毎年、。さいたま赤十字病院呼吸器内科でも「インフルエンザワクチン」を必要な方々に接種させていただいております。ただし、今年は多くの「皆様」が「ワクチン接種したい!!」と医療機関に殺到することが予想されます。

どのようにインフルエンザワクチン接種者を選定するのか?これまでの諸外国(特にアメリカ)からの報告で、「新型」インフルエンザウイルス感染症になると命にかかわる重症の方々のグループが、ある程度特定されております。
例えば「妊娠中の女性」、「呼吸器・心疾患」、「肝・腎疾患」など基礎疾患のある方々です。
今回の方も「慢性腎不全で透析中」との報道でした。

なので、こういった「ハイリスクグループ」と呼ばれる人々を優先して「ワクチン接種」を勧めていくことになるかと思います。

「アルアルインフルエンザ」に変わる理由その②
おそらく、しばらくすると、「新型」インフルエンザウイルス感染症は日本国内でも「大流行」することになるでしょう。

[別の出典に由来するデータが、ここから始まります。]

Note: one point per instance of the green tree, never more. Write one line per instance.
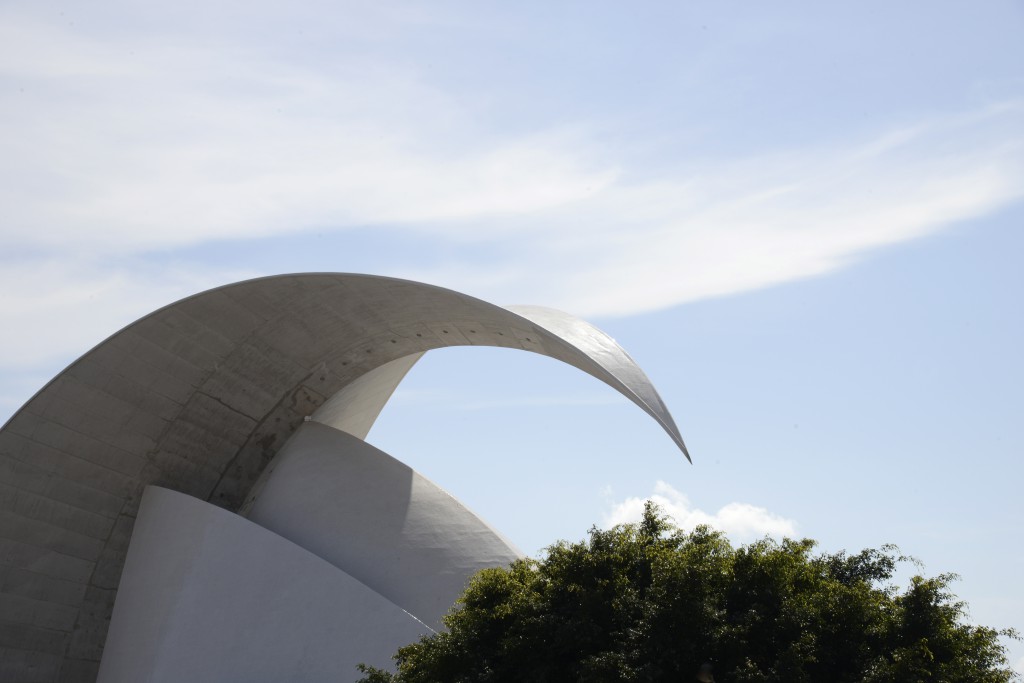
(648, 602)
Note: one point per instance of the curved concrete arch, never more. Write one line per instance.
(198, 397)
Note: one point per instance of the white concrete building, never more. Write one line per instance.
(193, 500)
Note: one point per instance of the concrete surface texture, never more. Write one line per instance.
(207, 595)
(198, 397)
(390, 527)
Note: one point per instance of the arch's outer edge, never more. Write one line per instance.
(197, 397)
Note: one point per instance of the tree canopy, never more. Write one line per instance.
(648, 602)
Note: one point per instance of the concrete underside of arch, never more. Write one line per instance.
(199, 397)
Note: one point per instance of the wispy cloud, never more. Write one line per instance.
(120, 146)
(741, 521)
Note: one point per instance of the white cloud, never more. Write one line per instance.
(117, 146)
(61, 309)
(741, 521)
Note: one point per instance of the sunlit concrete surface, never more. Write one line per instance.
(377, 519)
(198, 397)
(208, 596)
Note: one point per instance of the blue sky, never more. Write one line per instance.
(803, 219)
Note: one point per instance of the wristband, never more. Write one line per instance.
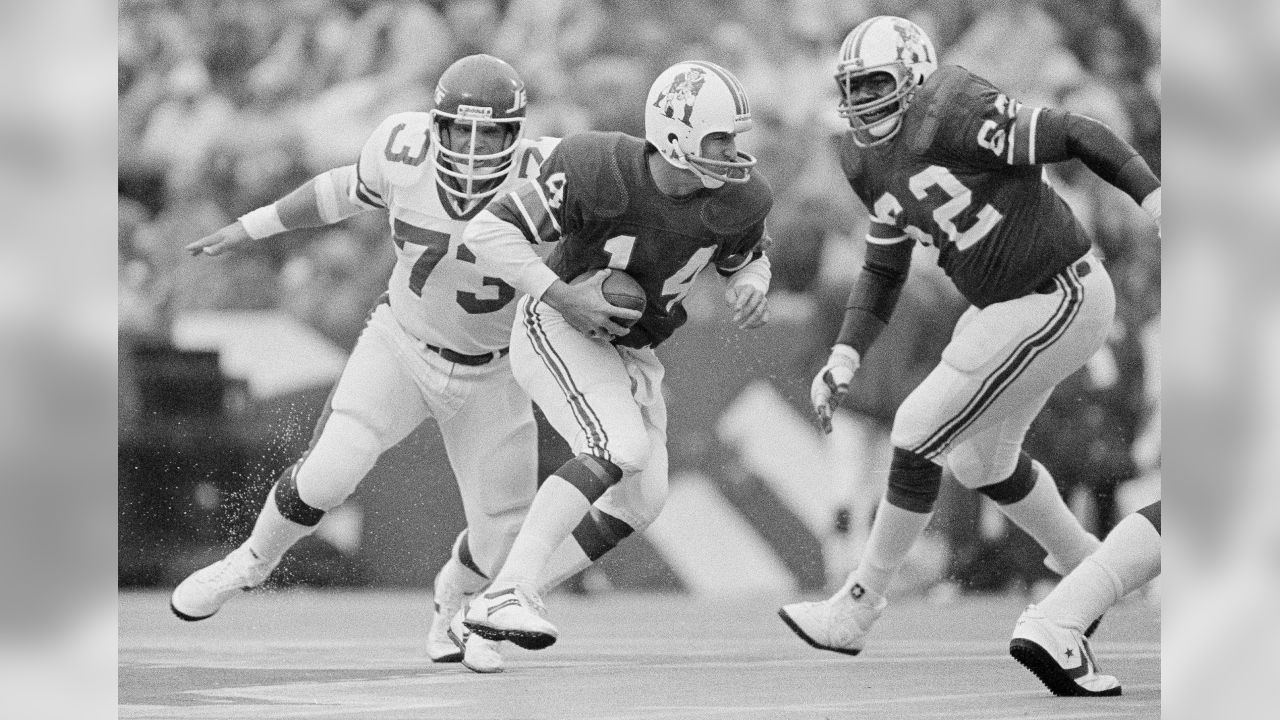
(263, 222)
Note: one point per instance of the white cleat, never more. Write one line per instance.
(839, 623)
(478, 654)
(205, 591)
(448, 597)
(511, 614)
(1059, 656)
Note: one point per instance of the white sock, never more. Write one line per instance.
(1127, 560)
(567, 561)
(557, 509)
(1043, 515)
(273, 533)
(891, 538)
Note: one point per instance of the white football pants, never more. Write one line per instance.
(999, 370)
(391, 384)
(603, 400)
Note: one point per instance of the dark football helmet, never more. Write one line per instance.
(472, 92)
(890, 46)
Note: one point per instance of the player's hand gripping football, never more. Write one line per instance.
(750, 306)
(229, 237)
(831, 383)
(584, 306)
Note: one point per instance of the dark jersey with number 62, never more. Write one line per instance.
(961, 176)
(597, 196)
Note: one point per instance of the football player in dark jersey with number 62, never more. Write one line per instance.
(942, 158)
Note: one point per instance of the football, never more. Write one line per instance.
(621, 290)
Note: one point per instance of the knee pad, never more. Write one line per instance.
(1016, 486)
(1152, 513)
(592, 475)
(289, 504)
(913, 482)
(341, 458)
(599, 533)
(630, 454)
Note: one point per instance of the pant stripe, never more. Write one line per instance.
(597, 438)
(999, 381)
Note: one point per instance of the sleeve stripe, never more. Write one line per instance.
(1022, 136)
(1031, 136)
(1013, 139)
(873, 240)
(327, 197)
(531, 231)
(538, 188)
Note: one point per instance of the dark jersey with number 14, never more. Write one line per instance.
(963, 176)
(597, 196)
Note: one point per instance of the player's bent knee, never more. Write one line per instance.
(913, 482)
(289, 504)
(972, 468)
(630, 454)
(1016, 486)
(344, 454)
(599, 533)
(1152, 514)
(592, 475)
(912, 424)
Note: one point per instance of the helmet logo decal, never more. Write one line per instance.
(520, 99)
(677, 100)
(474, 112)
(912, 49)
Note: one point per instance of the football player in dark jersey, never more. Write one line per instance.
(942, 158)
(659, 209)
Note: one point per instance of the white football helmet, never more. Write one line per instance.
(882, 45)
(689, 101)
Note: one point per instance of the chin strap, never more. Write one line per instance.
(707, 180)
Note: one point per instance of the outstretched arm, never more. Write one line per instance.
(503, 250)
(1063, 135)
(323, 200)
(867, 313)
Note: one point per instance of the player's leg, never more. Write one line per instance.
(629, 506)
(993, 464)
(1000, 360)
(1048, 638)
(492, 442)
(373, 406)
(585, 392)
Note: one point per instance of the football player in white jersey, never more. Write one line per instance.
(434, 346)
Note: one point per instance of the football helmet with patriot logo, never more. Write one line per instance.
(478, 91)
(689, 101)
(882, 62)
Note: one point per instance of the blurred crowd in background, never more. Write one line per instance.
(225, 105)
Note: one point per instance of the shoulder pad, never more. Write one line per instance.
(594, 168)
(850, 155)
(944, 99)
(402, 144)
(735, 208)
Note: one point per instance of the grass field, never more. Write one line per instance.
(336, 655)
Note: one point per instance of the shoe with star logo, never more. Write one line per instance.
(1059, 656)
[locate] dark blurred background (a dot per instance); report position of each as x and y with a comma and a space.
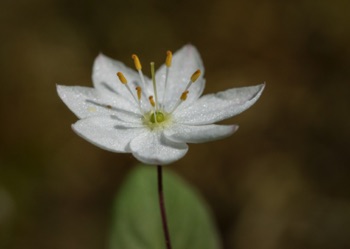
281, 182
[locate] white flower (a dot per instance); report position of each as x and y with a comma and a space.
154, 125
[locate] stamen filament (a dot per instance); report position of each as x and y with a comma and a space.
168, 61
138, 67
139, 94
124, 81
153, 104
154, 85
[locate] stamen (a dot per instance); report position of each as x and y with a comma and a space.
137, 62
184, 95
122, 78
154, 85
169, 57
125, 83
195, 75
151, 101
138, 68
182, 98
168, 60
153, 104
139, 92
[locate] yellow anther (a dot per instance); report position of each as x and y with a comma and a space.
195, 75
184, 95
136, 62
139, 91
169, 57
122, 78
151, 100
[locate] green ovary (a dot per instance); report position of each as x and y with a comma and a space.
157, 117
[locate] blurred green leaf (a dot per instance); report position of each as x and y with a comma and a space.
137, 223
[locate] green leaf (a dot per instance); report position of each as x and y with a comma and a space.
137, 221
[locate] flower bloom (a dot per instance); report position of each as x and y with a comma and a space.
155, 118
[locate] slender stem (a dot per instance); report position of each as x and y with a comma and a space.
162, 207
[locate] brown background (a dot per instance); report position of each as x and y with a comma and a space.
282, 181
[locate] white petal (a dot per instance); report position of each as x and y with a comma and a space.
108, 133
153, 148
212, 108
185, 62
199, 133
87, 102
105, 79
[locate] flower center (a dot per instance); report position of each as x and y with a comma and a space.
157, 116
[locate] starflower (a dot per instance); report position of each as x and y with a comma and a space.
155, 118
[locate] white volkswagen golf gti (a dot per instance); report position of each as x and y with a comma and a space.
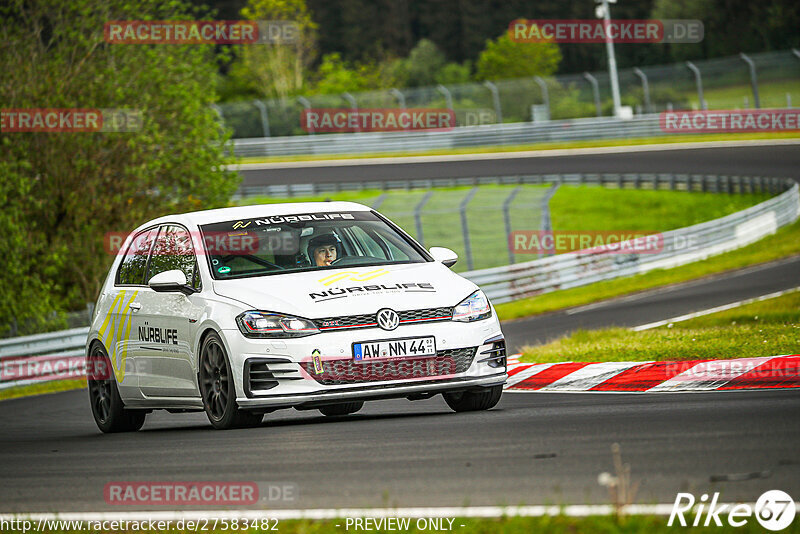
243, 311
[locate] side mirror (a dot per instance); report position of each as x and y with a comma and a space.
444, 255
170, 281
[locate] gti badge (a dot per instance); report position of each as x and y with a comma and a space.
388, 319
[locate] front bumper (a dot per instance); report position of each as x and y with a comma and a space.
372, 391
285, 376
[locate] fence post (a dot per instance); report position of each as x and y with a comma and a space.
418, 216
495, 100
753, 78
645, 88
547, 223
464, 227
401, 98
447, 96
699, 81
507, 220
596, 91
262, 108
353, 105
307, 105
545, 93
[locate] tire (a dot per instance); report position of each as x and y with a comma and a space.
471, 401
217, 388
107, 407
341, 409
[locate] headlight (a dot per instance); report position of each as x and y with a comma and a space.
274, 325
473, 308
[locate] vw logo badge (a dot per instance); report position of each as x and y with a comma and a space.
388, 319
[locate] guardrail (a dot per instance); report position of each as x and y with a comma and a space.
465, 136
657, 181
686, 245
30, 359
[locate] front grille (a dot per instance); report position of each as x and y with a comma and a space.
347, 371
262, 374
367, 320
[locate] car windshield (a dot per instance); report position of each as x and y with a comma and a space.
304, 242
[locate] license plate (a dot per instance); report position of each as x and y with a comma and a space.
418, 347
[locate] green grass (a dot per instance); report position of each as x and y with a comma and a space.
598, 208
766, 328
52, 386
772, 95
504, 525
596, 143
784, 243
572, 208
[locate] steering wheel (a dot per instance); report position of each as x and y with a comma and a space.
356, 260
257, 260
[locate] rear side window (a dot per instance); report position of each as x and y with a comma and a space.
173, 250
132, 269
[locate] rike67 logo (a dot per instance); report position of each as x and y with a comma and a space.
774, 510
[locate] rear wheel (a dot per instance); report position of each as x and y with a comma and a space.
341, 409
471, 401
107, 408
217, 389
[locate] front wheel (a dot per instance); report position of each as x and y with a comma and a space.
107, 408
217, 389
471, 401
344, 408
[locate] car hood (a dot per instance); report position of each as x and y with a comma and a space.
350, 290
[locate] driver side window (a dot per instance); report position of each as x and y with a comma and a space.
370, 246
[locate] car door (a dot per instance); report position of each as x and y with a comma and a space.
117, 331
165, 323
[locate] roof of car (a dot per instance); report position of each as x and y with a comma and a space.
259, 210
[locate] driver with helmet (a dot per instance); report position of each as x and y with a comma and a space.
323, 250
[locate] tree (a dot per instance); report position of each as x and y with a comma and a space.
504, 58
62, 193
279, 70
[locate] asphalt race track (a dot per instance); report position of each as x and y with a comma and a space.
778, 160
531, 449
658, 304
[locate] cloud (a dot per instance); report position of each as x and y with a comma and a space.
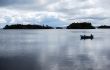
54, 12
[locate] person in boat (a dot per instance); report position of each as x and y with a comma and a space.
91, 36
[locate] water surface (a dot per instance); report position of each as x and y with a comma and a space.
54, 50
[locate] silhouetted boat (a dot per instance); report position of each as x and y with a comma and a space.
87, 37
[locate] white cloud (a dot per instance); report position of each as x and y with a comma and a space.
37, 11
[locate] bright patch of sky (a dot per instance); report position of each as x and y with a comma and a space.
54, 12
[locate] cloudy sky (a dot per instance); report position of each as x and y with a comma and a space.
54, 12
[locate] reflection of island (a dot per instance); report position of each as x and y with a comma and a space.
104, 27
82, 25
21, 26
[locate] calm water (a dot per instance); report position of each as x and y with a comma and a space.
54, 50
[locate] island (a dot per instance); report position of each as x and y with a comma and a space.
21, 26
81, 25
103, 27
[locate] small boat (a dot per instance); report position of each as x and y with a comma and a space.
87, 37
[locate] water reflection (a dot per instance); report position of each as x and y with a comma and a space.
54, 50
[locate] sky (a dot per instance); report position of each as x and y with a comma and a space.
54, 12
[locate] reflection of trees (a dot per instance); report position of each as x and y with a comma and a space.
82, 25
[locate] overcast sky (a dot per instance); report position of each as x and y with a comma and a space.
54, 12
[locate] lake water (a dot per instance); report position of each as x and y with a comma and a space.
54, 50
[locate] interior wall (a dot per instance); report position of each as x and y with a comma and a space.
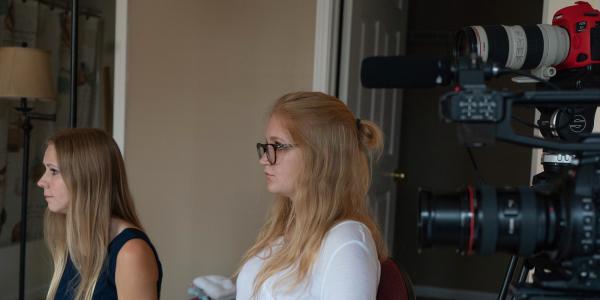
38, 262
200, 78
432, 156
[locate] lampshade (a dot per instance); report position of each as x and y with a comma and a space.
25, 73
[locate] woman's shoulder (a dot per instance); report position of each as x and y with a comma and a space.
349, 230
346, 233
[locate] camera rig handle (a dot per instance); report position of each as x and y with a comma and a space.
480, 107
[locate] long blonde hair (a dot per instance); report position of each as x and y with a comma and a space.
332, 186
94, 174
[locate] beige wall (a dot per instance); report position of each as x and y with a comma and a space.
201, 75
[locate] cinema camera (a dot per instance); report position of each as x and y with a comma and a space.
551, 228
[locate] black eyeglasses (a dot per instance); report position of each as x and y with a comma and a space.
271, 150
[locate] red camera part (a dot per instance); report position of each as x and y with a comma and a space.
582, 22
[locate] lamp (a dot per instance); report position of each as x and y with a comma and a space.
25, 73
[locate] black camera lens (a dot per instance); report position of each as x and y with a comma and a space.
515, 47
486, 220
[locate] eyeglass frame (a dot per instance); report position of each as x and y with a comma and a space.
276, 147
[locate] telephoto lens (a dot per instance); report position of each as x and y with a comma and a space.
515, 47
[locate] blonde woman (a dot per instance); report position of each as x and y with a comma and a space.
319, 241
95, 237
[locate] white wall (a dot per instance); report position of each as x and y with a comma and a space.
200, 78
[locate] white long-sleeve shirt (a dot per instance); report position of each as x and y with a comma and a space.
346, 268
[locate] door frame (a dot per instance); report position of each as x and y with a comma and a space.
120, 77
327, 27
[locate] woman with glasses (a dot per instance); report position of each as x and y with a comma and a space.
319, 241
95, 238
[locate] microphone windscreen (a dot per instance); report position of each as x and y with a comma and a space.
404, 72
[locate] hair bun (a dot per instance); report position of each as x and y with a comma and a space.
370, 136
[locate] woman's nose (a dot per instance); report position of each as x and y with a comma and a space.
263, 160
41, 182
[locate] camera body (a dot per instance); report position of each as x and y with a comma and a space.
555, 223
582, 23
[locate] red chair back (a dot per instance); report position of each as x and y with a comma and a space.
394, 283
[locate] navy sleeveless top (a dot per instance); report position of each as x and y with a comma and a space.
106, 287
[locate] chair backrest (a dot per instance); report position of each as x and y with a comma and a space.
394, 283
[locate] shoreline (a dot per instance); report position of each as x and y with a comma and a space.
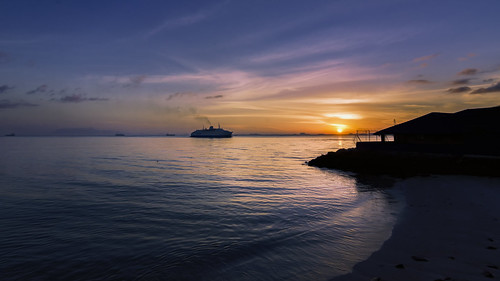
407, 163
449, 229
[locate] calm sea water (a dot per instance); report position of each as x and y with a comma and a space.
145, 208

そうなると、一度感染して「回復」された方々は、もう「新型」インフルエンザに対しての「免疫力」を獲得されている状態となるため、次の感染では「免疫記憶」が働き、以前の感染よりも症状が軽くなる、もしくは回復が早くなることが予想されます。
こういった人々ばかりの状態となれば、もうそれほどコワイウイルスではありません。

ただし、これは「一度かかったらもうかからない!!」と言っているのではありません。免疫記憶は残っても、時間とともに、インフルエンザウイルスに対しての免疫力は低下していくことがわかっております。なので「毎年」ワクチン接種を行っているのですね。とはいえ、極少ないレベルでは「免疫記憶」が残ると考えられていますので、やはり一度かかってしまえば、もう「アルアルインフルエンザ」といってよいかと思います。

正しい知識と理解が「新型」インフルエンザウイルスによる「パニック」を回避する唯一の手段です。

さいたま赤十字病院呼吸器内科ブログでは、一般の市民の皆様、医療従事者の皆様などに「正しい情報」を提供することをこれからも心がけていきたいと思います。

とはいえ、なにぶんブログ作者もまだまだ勉強中の身です。

もし、間違っている点や不備な点がございましたら遠慮なくコメント欄やメール等でご指摘いただけましたら幸です。

2 件のコメント:

匿名 さんのコメント...

知識のない私でもよくわかる内容でした^^
世間ではまだまだ新型インフルエンザに対する(季節型インフルエンザも)知識が浸透していないので、多くの人が興味を持って、正しい知識を身につけたらいいのではないかと思います。

呼吸器内科 さんのコメント...

匿名さん

コメントありがとうございました。

医療従事者だけでなく、広く一般の方々にも正しいインフルエンザの知識の普及を図ることが大切だと思っております。

今後もインフルエンザ関連の記事を掲載いたしますのでよろしくお願いいたします。